Essa potência abstrata é idealmente representada no personagem Ingo (Lars Eidinger) e sua misteriosa função no filme. Desde o primeiro contato de Maureen com Ingo existe uma indefinição mística, afinal é naquele encontro que, pela primeira vez, a personagem comenta objetivamente seus périplos espirituais. E o faz justamente para um homem estranho, de ar superior e misterioso, mas de serenidade altamente convidativa. Ingo atua como uma presença que possui não a chave espiritual da obra, mas – enfim – sua dimensão declaradamente oculta.
A última sequência no hotel é bastante reveladora da assimilação metafísica que o filme acaba revelando. A força misteriosa que vai embora pelo hall, que é ao mesmo tempo corpo transparente (não tem forma material, não a vemos) mas real o suficiente para ser percebido pelos dispositivos tecnológicos (os elevadores e a porta automática do hotel), parece declarar uma concepção de matéria energética que só existe enquanto força assimilada pelo campo da tecnologia.

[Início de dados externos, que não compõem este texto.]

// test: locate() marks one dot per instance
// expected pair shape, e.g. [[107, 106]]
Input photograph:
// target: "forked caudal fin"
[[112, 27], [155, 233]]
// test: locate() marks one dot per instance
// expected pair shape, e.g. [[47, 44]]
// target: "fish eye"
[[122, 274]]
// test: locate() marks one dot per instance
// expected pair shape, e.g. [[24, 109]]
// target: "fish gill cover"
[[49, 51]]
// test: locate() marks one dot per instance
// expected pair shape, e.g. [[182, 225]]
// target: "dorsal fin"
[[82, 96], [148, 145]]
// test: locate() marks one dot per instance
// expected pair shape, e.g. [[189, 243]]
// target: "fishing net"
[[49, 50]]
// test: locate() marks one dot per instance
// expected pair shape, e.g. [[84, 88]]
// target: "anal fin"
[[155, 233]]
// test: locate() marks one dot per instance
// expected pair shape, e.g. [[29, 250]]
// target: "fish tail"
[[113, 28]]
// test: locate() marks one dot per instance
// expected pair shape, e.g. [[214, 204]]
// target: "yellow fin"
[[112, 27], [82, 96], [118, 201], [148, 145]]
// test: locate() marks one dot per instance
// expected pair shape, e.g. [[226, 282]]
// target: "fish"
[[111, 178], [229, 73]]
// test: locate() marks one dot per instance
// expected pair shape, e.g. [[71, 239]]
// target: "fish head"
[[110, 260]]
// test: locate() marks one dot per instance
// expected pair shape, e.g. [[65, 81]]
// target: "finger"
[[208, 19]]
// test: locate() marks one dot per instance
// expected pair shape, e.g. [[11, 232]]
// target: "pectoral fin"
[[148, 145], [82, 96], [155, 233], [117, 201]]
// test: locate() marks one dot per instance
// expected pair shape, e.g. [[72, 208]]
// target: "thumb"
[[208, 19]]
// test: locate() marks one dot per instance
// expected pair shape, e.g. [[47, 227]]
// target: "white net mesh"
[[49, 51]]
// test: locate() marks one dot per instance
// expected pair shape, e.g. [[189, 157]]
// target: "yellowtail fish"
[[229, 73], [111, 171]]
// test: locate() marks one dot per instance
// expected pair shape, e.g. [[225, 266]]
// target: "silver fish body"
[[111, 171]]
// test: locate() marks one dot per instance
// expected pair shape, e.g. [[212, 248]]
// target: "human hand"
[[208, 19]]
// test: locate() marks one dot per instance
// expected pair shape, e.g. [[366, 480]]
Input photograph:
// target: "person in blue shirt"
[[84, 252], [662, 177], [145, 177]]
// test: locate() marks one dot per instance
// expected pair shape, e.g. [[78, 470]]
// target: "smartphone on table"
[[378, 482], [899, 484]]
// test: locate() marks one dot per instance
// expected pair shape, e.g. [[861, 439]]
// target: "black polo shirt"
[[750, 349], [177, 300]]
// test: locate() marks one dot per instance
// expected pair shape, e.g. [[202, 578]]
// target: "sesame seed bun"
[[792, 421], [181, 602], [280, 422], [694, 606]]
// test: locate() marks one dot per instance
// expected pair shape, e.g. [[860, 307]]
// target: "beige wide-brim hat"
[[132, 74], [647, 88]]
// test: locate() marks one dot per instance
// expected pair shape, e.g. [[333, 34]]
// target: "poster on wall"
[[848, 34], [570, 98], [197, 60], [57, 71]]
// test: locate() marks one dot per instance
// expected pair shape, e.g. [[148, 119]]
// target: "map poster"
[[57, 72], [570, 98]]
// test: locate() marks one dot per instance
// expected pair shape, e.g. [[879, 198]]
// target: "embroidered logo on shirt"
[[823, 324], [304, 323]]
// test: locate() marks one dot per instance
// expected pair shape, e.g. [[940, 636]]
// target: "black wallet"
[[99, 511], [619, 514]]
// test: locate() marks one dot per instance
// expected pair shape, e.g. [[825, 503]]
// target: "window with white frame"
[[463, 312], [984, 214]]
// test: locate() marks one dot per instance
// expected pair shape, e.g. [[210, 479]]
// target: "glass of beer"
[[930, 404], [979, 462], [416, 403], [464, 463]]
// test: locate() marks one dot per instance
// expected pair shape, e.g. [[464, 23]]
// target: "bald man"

Assayas, aqui, não deixa de renovar alguns complexos fantasmagóricos já estabelecidos no j-horror – particularmente o de aproximação comportamental de Pulse (Kiyoshi Kurosawa, 2001) – bastante apropriados na contextualização corrente de seu filme.
Mesmo o fato de Maureen trocar o chip do seu celular antes deste último encontro demonstra uma ambiguidade ao evitar tanto a presença de Ingo, que provavelmente a tentava incriminar, como a da força misteriosa que a acompanhava pelo telefone. Só após a tal presença sair do hotel e se dissipar pela rua é que o personagem de Eidinger acaba capturado pela polícia, como se abandonado por o que quer que o auxiliava até então.
Apesar de um didatismo sempre implícito em sua contextualização, Personal Shopper acaba anunciando um universo muito mais ambíguo do que qualquer tentativa de categorização. Tanto pela sequência no hotel ou pela cena final, na qual Maureen trava um contato com uma entidade que tinha tudo para ser seu irmão, mas novamente se revela evasiva, o mundo se manifesta de forma misteriosa e irracional, mais apegado a possibilidades simbólicas abertas do que definitivas.
O trabalho termina, por fim, atestando essa dicotomia entre o aparente e o implícito que percorre a obra de Assayas, uma alusão universal que não aceita a ordem como elemento institucionalizado na contemporaneidade, mas evidencia a desarticulação entre o natural e o tecnológico – o humano e o seu espaço presente – não apenas como contingência dramática, mas como coexistência de forças frágeis, instáveis e, inevitavelmente, altamente esotéricas.
Publicado originalmente na Revista Cinética em setembro de 2017.